Gegen das homerische Adelsethos begehrt der Dichter Hesiod auf. Wahrscheinlich unter Rückgriff auf orientalische Weisheitslehren erhebt er die Gerechtigkeit zum zentralen Wert der Sozialmoral, läßt die Götter dafür sorgen, daß es dem Ungerechten schlecht ergeht, (Erga, Verse 214–218) und überträgt dem Adel die Aufgabe, sich als Richter für die Gerechtigkeit einzusetzen (Verse 220 ff.).

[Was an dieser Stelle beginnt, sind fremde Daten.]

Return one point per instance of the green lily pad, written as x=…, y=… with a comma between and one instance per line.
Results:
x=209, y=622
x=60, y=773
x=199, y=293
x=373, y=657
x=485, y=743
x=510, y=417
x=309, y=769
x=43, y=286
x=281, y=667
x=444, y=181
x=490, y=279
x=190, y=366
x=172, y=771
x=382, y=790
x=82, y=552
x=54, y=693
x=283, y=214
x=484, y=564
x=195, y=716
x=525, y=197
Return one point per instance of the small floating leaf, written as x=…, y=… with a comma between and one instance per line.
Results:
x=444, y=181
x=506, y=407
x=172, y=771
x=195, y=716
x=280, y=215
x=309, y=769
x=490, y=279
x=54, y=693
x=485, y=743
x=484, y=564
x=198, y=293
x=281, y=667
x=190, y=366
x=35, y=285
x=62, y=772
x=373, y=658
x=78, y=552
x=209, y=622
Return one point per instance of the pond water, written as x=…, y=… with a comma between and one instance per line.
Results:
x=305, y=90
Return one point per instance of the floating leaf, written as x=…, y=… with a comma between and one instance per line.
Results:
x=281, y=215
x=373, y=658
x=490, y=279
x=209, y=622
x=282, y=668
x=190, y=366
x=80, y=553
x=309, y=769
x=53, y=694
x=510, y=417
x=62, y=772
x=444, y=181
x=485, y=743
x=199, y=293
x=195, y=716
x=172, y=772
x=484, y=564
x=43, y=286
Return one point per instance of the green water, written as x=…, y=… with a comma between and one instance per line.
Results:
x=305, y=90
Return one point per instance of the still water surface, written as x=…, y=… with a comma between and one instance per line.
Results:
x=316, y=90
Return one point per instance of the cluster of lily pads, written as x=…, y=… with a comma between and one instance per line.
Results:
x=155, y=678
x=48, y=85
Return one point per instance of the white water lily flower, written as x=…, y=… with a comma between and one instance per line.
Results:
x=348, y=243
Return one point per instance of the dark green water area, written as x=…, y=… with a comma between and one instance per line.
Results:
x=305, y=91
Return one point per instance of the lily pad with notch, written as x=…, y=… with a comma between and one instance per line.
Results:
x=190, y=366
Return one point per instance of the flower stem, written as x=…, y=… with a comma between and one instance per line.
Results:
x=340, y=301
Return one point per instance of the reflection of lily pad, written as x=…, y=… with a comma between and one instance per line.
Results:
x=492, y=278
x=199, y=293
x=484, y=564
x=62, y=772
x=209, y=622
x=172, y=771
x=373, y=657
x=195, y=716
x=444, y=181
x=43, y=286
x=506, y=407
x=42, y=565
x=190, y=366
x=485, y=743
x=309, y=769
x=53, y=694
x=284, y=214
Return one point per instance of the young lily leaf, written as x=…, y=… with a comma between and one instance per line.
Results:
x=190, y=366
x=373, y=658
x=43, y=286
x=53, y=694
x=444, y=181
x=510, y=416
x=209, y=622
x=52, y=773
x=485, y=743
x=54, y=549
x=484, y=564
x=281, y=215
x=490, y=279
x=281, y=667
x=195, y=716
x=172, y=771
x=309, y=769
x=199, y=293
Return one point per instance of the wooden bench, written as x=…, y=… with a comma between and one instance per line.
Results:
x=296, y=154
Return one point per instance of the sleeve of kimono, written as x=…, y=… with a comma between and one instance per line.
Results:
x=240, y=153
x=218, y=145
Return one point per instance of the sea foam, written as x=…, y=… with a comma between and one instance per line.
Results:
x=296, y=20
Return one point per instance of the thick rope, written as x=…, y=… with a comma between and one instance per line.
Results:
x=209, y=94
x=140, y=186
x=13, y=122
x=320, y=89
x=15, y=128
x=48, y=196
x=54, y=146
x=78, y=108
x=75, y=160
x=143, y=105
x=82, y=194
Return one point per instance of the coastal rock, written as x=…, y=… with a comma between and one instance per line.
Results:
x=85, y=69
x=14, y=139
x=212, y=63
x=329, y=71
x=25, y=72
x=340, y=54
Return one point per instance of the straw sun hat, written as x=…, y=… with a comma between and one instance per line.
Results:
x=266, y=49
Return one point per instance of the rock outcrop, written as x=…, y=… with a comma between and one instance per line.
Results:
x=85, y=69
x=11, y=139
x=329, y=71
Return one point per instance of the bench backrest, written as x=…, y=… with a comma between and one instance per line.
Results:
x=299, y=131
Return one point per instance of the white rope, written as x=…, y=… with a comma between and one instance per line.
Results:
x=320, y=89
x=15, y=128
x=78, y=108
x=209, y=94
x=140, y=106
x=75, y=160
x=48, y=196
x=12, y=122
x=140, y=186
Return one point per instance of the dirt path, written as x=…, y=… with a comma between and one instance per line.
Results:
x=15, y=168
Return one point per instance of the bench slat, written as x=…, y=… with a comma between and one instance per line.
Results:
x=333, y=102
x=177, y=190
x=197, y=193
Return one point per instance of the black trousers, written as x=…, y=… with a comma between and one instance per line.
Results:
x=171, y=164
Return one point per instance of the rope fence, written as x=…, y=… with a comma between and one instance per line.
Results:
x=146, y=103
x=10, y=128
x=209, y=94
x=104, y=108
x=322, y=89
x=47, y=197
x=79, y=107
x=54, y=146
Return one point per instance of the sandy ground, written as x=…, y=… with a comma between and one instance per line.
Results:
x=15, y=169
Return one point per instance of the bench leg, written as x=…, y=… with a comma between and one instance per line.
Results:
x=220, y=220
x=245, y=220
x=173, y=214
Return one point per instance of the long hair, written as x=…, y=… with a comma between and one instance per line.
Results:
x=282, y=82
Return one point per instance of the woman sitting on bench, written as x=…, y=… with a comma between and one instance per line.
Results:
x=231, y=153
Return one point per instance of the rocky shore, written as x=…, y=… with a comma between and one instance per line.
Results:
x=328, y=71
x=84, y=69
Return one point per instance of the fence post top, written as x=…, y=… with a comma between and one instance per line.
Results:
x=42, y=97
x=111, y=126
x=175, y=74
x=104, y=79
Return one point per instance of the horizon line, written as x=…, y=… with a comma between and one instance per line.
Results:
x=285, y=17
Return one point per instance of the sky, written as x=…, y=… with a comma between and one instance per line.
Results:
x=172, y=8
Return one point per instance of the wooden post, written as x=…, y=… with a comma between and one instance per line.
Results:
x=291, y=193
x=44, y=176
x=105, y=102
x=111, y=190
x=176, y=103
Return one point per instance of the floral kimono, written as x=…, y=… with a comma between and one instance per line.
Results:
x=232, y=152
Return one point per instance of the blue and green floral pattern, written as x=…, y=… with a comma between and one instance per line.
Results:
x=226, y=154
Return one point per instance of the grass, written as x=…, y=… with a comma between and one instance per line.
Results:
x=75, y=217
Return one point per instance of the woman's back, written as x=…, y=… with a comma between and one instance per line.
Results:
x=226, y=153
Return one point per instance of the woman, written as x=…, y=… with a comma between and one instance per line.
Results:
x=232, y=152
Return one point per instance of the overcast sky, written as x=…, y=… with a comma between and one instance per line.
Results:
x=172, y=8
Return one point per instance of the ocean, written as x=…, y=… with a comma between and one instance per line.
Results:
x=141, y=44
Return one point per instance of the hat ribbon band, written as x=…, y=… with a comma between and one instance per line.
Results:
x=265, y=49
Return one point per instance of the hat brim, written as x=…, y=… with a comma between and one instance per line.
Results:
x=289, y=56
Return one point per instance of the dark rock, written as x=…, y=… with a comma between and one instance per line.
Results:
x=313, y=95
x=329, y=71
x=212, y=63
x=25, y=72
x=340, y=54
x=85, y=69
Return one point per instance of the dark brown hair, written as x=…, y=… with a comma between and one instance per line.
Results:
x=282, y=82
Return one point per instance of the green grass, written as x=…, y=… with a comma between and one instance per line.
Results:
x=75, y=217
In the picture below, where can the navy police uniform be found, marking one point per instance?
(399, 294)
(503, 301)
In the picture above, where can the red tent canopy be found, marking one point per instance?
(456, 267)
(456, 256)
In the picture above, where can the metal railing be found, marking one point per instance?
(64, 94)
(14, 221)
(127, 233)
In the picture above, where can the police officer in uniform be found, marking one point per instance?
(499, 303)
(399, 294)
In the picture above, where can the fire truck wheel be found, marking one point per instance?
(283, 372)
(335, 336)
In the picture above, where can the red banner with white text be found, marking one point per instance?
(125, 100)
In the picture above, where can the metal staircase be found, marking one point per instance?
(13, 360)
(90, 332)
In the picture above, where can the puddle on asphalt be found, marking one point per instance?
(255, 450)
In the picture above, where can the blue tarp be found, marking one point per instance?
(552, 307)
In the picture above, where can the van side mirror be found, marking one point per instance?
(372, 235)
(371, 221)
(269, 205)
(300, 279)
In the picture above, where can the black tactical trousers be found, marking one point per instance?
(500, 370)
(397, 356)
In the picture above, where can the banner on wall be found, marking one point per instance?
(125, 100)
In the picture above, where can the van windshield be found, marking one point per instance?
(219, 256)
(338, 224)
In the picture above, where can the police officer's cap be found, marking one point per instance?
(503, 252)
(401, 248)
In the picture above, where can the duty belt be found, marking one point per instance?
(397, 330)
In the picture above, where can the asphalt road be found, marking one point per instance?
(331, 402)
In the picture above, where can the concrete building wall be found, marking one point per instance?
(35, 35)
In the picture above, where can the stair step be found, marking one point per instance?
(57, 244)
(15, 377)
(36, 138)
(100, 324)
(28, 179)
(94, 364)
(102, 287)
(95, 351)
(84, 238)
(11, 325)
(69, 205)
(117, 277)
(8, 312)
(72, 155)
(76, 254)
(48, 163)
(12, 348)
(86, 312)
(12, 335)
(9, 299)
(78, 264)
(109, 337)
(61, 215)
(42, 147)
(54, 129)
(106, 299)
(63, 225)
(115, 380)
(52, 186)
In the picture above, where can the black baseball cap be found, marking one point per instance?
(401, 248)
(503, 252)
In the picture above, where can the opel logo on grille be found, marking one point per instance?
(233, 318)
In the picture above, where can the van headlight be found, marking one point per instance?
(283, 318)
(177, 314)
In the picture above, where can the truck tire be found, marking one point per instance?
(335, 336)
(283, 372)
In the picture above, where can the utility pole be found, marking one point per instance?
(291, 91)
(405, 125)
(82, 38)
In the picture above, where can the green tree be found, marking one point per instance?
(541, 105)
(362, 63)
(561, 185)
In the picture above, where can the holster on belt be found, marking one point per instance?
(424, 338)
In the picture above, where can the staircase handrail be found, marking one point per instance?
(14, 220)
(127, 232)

Mehr als zwei Jahrhunderte später stellt der Tragödiendichter Aischylos die Entstehung einer elementaren Gerechtigkeitsinstitution, des Strafgerichts, dar. In der Orestie führt er zunächst den Flächenbrand der Gewalt vor, der sich unter dem archaischen Prinzip der Blutrache ausbreitet: Statt die Blutrache wie etwa in der isländischen Wölsungen-Saga oder im Nibelungenlied erst in einer finalen Katastrophe enden zu lassen, schließt er aber konstruktiv, mit der Einrichtung eines Strafgerichtshofes. Dieser sorgt nicht bloß für den inneren Frieden. Er läßt auch das Gemeinwesen wirtschaftlich und kulturell aufblühen. Darüber hinaus folgt er dem bis heute wichtigsten Prinzip strafprozessualer Gerechtigkeit: der Unschuldsvermutung bzw. der ihr entsprechenden Beweislastregel „im Zweifel für den Angeklagten“. Während es gewöhnlich um einen Einzelfall, um Fall-Gerechtigkeit geht, handelt es sich bei Aischylos allerdings um die Unschuld bei der Deliktart, um eine Delikt-Gerechtigkeit. Ob Orest schuldig ist, da er den Mord am Vater mit der Tötung der Mutter rächt, läßt sich nämlich nicht eindeutig entscheiden. Nach dem älteren, matriarchalischen Gesetz darf es keinen Muttermord geben, nach dem neueren Gesetz der Gleichheit verdient auch die Mutter für ihre Anstiftung zum Gattenmord eine hohe Strafe, die mangels öffentlicher Justiz Orest zu vollziehen hat. In dieser Situation einer deliktmäßigen Uneindeutigkeit urteilen genauso viele Richter für und wider Orest, weshalb die Göttin Athene eingreift und sich in Übereinstimmung mit dem Grundsatz „im Zweifel für den Angeklagten“ zugunsten Orests ausspricht.